The proposed algorithm involves two main steps: construct spatial proximity relationships and cluster spatial objects with similar attributes. Delaunay triangulation with edge length constraints is first employed to construct spatial proximity relationships among objects. To obtain satisfactory results in spatial clustering with attribute similarity, the information entropy is introduced to overcome the defects of similarity measure with binary relation, which can reflect the clustering tendency of geographical phenomena. Furthermore, a local parameter measurement method based on the principle of “equal probability maximum entropy” is designed to adapt to the local change information of attribute distribution.
The performance of the proposed algorithm was evaluated experimentally by comparing the leading state-of-the-art alternatives: DDBSC and multi-constraint algorithms. Results showed that our method outperformed the two other algorithms as attributes are unevenly distributed in space. The sensitivity analysis of these algorithms showed that our method was the least sensitive to outliers.

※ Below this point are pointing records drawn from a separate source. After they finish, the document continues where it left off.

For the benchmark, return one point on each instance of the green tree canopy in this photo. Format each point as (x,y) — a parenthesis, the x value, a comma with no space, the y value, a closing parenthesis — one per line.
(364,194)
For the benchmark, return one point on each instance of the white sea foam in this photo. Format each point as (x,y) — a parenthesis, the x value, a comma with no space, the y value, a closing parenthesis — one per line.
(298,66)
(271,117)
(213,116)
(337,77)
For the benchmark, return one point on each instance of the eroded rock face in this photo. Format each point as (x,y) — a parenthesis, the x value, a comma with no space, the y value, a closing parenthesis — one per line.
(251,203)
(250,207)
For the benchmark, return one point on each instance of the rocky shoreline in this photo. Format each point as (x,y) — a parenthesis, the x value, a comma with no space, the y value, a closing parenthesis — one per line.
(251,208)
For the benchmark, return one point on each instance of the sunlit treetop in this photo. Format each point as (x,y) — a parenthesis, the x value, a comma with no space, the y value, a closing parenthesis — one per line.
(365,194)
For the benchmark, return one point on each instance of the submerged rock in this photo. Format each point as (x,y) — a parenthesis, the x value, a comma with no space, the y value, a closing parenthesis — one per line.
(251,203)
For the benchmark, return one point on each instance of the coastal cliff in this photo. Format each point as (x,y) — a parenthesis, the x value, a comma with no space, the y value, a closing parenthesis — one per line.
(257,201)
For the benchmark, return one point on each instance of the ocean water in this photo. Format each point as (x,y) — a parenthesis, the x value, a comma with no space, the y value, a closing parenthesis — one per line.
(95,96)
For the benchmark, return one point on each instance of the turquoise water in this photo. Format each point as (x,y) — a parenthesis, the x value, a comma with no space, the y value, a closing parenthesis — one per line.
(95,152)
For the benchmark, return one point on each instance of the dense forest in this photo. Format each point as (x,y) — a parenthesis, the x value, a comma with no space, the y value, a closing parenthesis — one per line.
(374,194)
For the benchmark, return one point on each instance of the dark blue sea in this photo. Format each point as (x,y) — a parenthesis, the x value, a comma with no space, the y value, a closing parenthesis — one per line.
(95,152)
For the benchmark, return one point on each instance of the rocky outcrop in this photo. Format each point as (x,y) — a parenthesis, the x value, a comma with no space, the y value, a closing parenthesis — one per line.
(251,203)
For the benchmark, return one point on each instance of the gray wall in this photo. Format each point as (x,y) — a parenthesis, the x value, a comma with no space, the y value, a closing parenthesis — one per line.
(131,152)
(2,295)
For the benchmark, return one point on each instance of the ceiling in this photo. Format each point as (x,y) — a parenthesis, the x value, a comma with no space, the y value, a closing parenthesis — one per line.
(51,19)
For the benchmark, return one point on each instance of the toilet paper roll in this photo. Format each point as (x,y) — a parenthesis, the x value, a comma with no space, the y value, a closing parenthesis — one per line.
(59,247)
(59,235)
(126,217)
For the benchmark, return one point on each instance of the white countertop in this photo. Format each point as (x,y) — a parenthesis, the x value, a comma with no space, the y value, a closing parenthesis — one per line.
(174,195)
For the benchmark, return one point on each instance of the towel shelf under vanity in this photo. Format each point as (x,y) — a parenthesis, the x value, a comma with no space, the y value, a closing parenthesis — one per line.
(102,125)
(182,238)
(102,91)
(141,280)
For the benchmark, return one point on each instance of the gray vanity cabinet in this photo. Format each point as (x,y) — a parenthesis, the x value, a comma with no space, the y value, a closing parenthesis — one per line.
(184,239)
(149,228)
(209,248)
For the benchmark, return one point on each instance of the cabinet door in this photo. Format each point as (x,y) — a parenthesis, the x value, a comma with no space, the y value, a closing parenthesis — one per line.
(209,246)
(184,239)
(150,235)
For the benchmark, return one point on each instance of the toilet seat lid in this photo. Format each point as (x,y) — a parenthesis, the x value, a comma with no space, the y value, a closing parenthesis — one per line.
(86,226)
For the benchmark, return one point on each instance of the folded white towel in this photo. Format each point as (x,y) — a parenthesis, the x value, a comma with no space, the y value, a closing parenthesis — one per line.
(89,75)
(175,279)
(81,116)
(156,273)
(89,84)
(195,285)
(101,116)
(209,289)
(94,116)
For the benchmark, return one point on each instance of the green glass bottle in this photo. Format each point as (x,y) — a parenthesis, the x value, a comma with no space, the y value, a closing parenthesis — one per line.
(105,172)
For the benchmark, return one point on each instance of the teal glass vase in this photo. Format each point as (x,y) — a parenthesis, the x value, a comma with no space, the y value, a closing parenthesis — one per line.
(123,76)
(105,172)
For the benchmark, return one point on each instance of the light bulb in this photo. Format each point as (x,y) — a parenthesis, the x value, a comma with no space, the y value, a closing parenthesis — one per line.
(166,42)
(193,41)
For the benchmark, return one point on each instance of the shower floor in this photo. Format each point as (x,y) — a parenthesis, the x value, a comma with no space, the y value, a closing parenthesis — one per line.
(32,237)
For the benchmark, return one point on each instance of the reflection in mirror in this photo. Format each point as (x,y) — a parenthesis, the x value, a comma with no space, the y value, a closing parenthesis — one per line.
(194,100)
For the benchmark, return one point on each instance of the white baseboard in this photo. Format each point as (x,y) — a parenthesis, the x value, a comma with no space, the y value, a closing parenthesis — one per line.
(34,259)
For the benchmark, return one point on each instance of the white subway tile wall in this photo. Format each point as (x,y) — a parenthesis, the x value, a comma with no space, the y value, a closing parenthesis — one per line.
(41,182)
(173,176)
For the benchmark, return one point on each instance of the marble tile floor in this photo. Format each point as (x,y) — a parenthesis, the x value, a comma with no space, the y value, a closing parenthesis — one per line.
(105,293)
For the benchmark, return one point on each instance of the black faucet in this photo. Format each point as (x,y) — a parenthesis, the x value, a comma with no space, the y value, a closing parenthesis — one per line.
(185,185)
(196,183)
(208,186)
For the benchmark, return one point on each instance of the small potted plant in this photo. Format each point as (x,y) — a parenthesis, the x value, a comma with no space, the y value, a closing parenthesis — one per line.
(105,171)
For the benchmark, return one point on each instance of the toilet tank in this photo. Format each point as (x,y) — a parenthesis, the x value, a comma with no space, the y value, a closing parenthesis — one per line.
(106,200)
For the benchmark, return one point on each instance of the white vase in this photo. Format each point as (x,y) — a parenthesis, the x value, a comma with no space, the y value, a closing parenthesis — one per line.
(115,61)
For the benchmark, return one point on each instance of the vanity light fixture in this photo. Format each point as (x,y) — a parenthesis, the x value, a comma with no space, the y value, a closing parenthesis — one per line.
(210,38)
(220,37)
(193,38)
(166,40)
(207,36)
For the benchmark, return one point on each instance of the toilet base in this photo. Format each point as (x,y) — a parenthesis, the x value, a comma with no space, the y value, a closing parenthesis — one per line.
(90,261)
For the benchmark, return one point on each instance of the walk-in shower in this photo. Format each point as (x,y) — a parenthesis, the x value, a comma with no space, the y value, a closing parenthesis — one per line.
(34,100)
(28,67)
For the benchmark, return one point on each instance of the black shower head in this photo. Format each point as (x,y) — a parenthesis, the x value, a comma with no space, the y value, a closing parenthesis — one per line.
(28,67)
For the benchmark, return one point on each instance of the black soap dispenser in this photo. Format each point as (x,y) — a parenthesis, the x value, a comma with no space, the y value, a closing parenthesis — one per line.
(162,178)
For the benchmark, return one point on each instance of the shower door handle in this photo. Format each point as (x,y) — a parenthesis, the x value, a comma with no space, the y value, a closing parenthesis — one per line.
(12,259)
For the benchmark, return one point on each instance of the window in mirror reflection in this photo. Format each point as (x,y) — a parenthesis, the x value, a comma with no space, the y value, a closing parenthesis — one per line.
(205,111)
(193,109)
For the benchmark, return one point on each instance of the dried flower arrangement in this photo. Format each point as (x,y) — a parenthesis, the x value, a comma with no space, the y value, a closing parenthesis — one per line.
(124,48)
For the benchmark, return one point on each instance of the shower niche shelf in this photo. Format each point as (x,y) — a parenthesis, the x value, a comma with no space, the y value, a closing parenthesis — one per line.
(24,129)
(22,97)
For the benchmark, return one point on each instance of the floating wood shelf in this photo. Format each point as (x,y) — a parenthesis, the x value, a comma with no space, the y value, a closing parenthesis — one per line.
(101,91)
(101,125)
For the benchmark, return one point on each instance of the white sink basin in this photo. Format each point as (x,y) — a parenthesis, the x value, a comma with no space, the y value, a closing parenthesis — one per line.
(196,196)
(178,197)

The effectiveness and practicability of the proposed algorithm were validated using simulated and real spatial datasets. Two experiments were performed to illustrate the three advantages of our algorithm: (1) It can reflect the tendency of the entity attribute in the spatial distribution. (2) It can meet the requirement that attributes are unevenly distributed in space. (3) It can discover clusters with arbitrary shape and is robust to outliers.